In parallel with this I'd picked up a cheap D-Link G604T off eBay - this has a 4 port switch and wireless and is basically the same hardware as the Netgear. It was listed as faulty, but I was hoping to be able to use it for parts or at the very least for testing. As it turned out it worked perfectly; didn't need to reflash it or anything to get it going. I put the image I had working on the 502T on it and hooked it up. Again, everything seemed stable. I managed to get the wireless detected ok, but the driver doesn't seem to support AP mode that well - there are big warnings in dmesg when you enable it. It's an acx111 chipset and unfortunately there doesn't seem to be a lot of upstream activity - there's some work on a version using the in kernel 802.11 stack, but it doesn't currently compile with 2.6.24 AFAICT.

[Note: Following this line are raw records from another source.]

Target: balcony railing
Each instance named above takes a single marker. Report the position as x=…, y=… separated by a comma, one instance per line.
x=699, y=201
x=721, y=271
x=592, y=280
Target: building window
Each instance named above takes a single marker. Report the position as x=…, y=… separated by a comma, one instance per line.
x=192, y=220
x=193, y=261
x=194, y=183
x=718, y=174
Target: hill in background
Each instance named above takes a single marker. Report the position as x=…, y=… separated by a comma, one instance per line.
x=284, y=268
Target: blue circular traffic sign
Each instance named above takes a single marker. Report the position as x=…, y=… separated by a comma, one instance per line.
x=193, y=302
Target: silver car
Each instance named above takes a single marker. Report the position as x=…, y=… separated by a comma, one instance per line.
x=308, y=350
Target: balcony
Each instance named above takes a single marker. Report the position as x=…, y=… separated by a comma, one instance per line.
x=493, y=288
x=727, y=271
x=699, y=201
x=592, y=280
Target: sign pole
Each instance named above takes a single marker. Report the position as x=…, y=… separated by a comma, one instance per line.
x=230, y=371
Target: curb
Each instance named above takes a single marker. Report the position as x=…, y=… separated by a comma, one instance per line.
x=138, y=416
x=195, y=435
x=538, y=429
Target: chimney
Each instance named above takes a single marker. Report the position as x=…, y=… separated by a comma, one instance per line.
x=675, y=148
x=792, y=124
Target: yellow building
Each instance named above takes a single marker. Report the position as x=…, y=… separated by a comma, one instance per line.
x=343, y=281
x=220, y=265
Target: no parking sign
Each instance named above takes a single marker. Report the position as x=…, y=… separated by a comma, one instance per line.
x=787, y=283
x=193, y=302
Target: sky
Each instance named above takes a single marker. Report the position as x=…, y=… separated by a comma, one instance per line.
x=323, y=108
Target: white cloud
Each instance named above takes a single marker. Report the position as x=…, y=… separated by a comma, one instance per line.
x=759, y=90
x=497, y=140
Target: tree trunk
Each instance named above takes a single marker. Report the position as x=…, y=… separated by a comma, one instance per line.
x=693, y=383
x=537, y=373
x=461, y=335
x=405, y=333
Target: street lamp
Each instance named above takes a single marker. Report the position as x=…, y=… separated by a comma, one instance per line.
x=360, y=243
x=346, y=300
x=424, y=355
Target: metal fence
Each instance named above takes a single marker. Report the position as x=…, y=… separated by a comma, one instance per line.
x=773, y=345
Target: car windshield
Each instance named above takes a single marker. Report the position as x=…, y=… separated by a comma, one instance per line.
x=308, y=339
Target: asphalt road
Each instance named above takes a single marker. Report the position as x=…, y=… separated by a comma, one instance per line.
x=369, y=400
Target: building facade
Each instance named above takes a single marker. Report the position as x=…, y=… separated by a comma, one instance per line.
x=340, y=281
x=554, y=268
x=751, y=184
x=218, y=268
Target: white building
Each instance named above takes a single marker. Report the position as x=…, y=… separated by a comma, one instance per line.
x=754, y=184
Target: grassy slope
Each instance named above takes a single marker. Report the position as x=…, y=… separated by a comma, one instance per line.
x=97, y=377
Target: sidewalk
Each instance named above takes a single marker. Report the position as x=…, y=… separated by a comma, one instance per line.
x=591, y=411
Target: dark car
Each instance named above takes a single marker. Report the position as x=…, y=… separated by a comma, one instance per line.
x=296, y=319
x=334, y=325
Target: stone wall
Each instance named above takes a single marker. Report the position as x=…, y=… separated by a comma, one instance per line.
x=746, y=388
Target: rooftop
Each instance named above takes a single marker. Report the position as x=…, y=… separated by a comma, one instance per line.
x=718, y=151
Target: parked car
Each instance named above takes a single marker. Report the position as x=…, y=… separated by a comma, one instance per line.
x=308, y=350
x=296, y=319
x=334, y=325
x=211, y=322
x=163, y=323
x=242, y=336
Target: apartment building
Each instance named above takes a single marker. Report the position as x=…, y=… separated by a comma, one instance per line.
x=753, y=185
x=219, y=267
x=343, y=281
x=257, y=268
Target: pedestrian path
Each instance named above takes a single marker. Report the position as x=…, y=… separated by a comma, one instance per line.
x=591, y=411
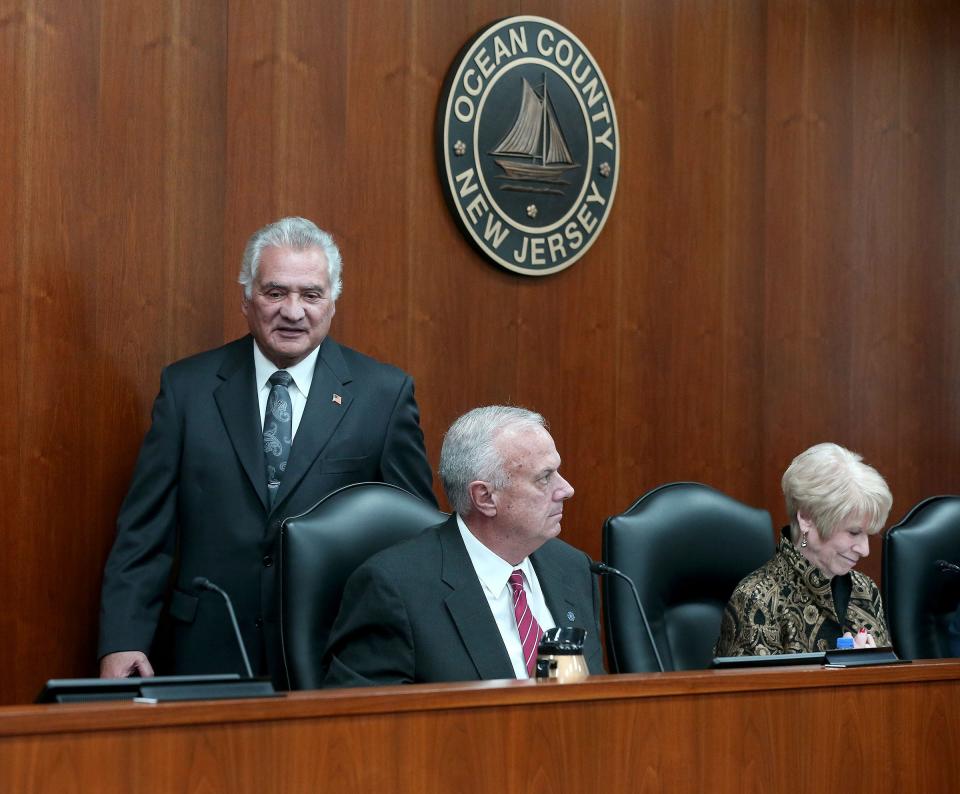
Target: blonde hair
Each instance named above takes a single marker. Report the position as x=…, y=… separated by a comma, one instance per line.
x=828, y=483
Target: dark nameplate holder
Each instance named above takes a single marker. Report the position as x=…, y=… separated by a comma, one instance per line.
x=773, y=660
x=861, y=657
x=159, y=688
x=857, y=657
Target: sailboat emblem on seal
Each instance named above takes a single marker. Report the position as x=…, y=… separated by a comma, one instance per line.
x=536, y=139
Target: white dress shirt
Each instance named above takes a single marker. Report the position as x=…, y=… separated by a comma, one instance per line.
x=302, y=375
x=494, y=574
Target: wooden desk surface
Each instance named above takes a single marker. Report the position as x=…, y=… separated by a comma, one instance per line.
x=894, y=728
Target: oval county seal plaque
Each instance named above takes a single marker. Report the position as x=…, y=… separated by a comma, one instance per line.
x=528, y=145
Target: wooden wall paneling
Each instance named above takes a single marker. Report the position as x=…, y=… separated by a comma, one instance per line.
x=694, y=349
x=645, y=275
x=566, y=326
x=49, y=537
x=808, y=305
x=464, y=311
x=926, y=317
x=17, y=51
x=875, y=248
x=377, y=163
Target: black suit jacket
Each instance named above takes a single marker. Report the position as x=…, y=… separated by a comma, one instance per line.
x=198, y=504
x=416, y=612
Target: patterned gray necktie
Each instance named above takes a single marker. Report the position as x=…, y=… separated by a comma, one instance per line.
x=277, y=430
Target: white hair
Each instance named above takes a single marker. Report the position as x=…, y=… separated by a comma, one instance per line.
x=470, y=454
x=828, y=483
x=298, y=234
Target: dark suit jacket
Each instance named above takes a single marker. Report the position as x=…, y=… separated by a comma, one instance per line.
x=416, y=612
x=198, y=498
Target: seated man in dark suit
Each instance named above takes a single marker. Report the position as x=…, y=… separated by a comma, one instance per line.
x=468, y=599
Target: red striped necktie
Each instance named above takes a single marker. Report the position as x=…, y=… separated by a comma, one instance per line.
x=530, y=631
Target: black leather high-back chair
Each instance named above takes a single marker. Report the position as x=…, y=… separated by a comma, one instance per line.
x=686, y=546
x=920, y=600
x=321, y=547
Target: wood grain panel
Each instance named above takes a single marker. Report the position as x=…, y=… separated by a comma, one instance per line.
x=691, y=345
x=56, y=198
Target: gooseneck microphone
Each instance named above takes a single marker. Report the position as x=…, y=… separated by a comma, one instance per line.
x=602, y=569
x=202, y=583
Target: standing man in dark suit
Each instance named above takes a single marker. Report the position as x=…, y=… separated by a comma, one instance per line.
x=469, y=598
x=241, y=437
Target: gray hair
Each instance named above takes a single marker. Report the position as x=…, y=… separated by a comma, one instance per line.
x=828, y=483
x=298, y=234
x=469, y=452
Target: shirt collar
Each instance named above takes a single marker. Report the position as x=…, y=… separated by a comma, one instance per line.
x=492, y=570
x=302, y=373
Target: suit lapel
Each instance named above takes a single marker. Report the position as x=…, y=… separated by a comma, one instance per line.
x=321, y=416
x=468, y=607
x=236, y=399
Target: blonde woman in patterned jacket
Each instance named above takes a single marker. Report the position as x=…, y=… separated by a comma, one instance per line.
x=808, y=595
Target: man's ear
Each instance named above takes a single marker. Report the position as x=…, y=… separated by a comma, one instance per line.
x=482, y=498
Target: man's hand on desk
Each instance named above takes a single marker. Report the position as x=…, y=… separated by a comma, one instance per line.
x=125, y=664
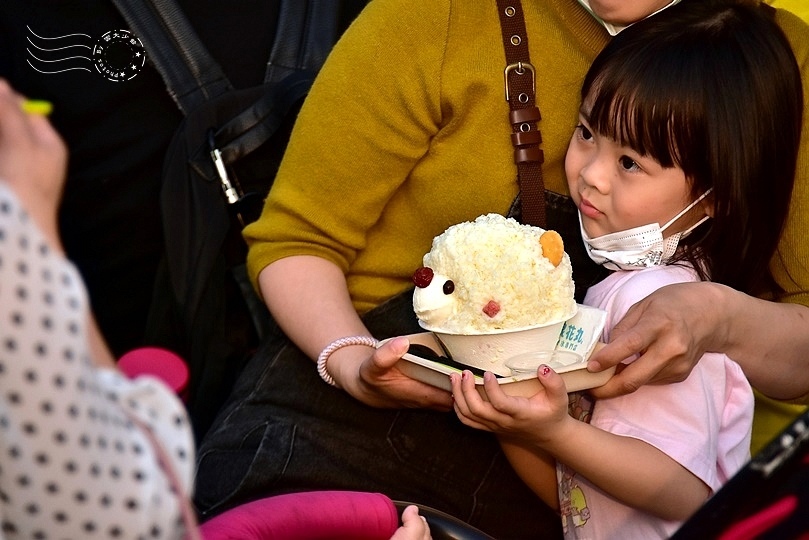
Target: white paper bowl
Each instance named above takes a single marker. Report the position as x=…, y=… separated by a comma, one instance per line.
x=490, y=351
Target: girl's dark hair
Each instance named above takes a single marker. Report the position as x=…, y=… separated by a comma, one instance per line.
x=710, y=86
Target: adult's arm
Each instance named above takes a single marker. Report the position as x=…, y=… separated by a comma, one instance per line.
x=313, y=317
x=673, y=326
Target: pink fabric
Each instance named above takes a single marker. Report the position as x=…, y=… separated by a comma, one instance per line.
x=349, y=515
x=161, y=363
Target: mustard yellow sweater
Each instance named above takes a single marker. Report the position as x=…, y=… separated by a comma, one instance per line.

Anyway. I had working ADSL with OpenWRT, albeit without wireless (having the switch was useful though, as the router lives beside the media box but also needs to be connected to the switch upstairs in the study). I'd chased Enta a week ago about IPv6 but still not heard anything, so I gave them another prod. This time I got a speedy response indicated my account was now enabled for IPv6 and providing me with a /64. I added +ipv6 to /etc/ppp/options and restarted PPP and it all just started working. In addition I've configured up radvd on the box so everything on the ethernet autoconfigs.

Flush with the success of all this I thought I'd try my Netgear again and see if it was really dead or if I could get the original firmware back on it. For some reason that worked first time and the router booted fine. So I thought I'd try OpenWRT again, given that I had an image I knew worked fine on another AR7 router - if it didn't work on the Netgear I'd know there was some sort of hardware difference or problem rather than a build issue. And it worked. My DG834G is now running OpenWRT SVN r10685, doing IPv6 and generally everything I need except for wireless. I've updated my DG834G page a little bit, including a link to the OpenWRT config I'm using. Hopefully the wireless will get there; certainly most chipsets seem to be getting much improved upstream support these days and I'm sure it must be possible for the ACX guys to make use of the in kernel stack to reduce their work.